Travel diaries

My travel diaries

In the footsteps of Mallory

In the footsteps of Mallory

An expedition to the North Col of Everest. April/May 2007.

Monday 23 April, 2007 - Kathmandu, Nepal

After a very solid night's sleep, I make it to breakfast some time after 8, where I discover Bunter and Ian are still talking to one another. Chris is feeling a bit put out because he was woken up at a very early hour this morning by the Xtreme Everest team, who are also staying at the Summit Hotel, exercising in the garden outside his room.

"Very annoying," he says, "I could hear an instructor shouting up, down, up, down . right outside my door. It was rather like that scene from Carry On Camping ."

"What, you were hit in the face by Barbara Windsor's flying bra?" I ask. But sadly for Chris that part didn't happen.

Rickshaws in Thamel, the trekking centre of KathmanduI arrange to meet my friend Tina, who lives and works in Kathmandu, for lunch at a rooftop café in Thamel, the commercial tourist heart of the city. Tina runs her own charity in Kathmandu for Nepalese orphans, and also an ethical tourism company called The Responsible Travellers with her fiancé Siling, a trek leader. She tells me about a recce they'll be making to several national parks and nature reserves later in the month, with a view to adding some lesser known areas of Nepal to their tour portfolio. It sounds quite exciting.

"It's a shame you can't stay in Nepal and join us," she says.

"Well actually ." I explain to her that I've just quit my job and am now a man of leisure, at least for a little while.

Within ten minutes Tina has spoken to Siling and agreed they'll delay their departure until I arrive back from Tibet. Meanwhile I'll contact Qatar Airways and see if I can change my flight so that I can stay an extra month in Nepal. After lunch we go to the Pilgrim's Book House, a few doors down the road, where I show Tina the route we'll be taking up Everest, and she shows me the intended destinations for their recce, then we go to an internet café and agree on dates. I invite her to join us at Kilroy's restaurant later that evening and we part around 3 o'clock.

Back at the Summit Hotel it's beginning to sink in. It wasn't a difficult decision to make: do I want to stay in Nepal for an extra month visiting 3 off-the-beaten-track areas of a foreign land with my 2 friends, who will be doing all the organising? I can't believe my luck. On Friday I was grinding my way through my last day at work and just 3 days later I'm in a different world experiencing a completely different life.

I bump into Stuart from Xtreme Everest having a drink on the hotel veranda.

"Was that you up at the crack of dawn exercising in the garden?" I ask him.

"Yes, and it'll be worse tomorrow.
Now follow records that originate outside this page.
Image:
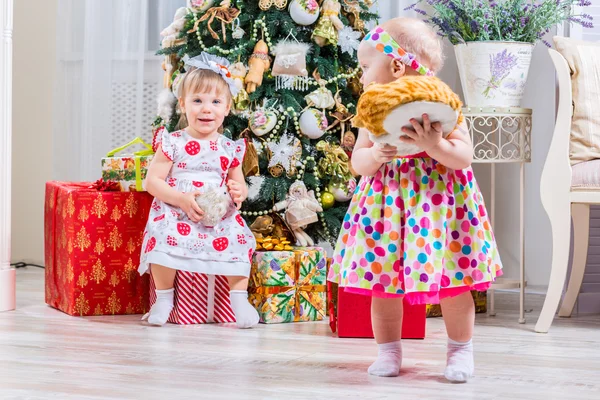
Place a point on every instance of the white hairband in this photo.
(213, 63)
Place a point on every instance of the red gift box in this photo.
(350, 315)
(93, 240)
(199, 299)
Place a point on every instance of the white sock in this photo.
(388, 361)
(160, 311)
(459, 365)
(246, 316)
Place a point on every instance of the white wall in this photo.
(540, 96)
(33, 84)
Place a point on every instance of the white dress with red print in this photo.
(171, 239)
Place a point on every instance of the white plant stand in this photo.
(500, 136)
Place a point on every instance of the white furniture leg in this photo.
(581, 236)
(557, 205)
(491, 292)
(7, 274)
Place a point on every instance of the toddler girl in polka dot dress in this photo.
(417, 225)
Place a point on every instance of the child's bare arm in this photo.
(368, 158)
(237, 186)
(454, 152)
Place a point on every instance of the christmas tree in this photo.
(298, 69)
We've got to get up at 4 o'clock in the morning to go on the exercise bike. 4 o'fucking clock!" he replies in his best retired schoolteacher manner.
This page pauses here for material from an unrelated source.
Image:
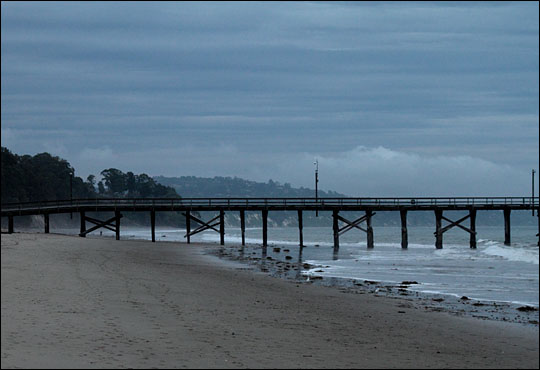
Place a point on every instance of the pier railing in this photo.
(282, 203)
Later that evening I meet up with the rest of my expedition team at Kilroy's in Thamel. Somewhat naively we get a table outside on the rooftop area, and don't cotton on to the fact that we're the only people out there. Fortunately there is space for us inside in the bar area when the thunderstorm starts. It's blowing a howling gale, and all the net curtains in the windows are blowing horizontally across our faces. We bolt all the windows shut, but there's still a huge draught blowing directly behind me. I keep trying to close the windows more tightly, but it doesn't seem to have any effect. It's only much later in the evening that I discover I can stop the draught by switching off the electric fan rotating about a metre away from me.

When Tina arrives she manages to embarrass me by telling my new friends about all the voluntary work I've been doing for their charity on their web site.

"This man's a saint," she proclaims.

Me wearing the kata scarf Tina gave to me in Kilroy's in KathmanduNobody believes her, but they all think it's funny and start calling me St Mark to distinguish me from the other Mark. She leaves to cycle back home when the storm abates at around 9pm, after presenting me with a Tibetan kata scarf to bring good luck on our climb. About 5 minutes after she has gone I get a little bit self-conscious about wearing it and have to remove it.

Most of the others leave soon after this, but Mark, Ian, Bunter and I end up at Sam's Bar drinking Everests. They're playing rock classics over the speakers again, and I feel compelled to tell my companions about the last occasion I was in this particular bar. I returned home to the UK to discover an unusual piece of video footage on my digital camera. The film was set in Sam's Bar with the camera panning around other members of my Mera Peak expedition team while my voice can be heard singing Jethro Tull's Locomotive Breath incredibly badly into the camera's microphone. I still don't remember taking the film.

This session at Sam's isn't quite as blurry, but goes on for quite a while longer, as we drink them out of Everests and move onto Tuborg, eventually ending some time after 1am. Back at the Summit Hotel I put in my earplugs so that I don't hear the Xtreme Everest team beginning their exercise routine.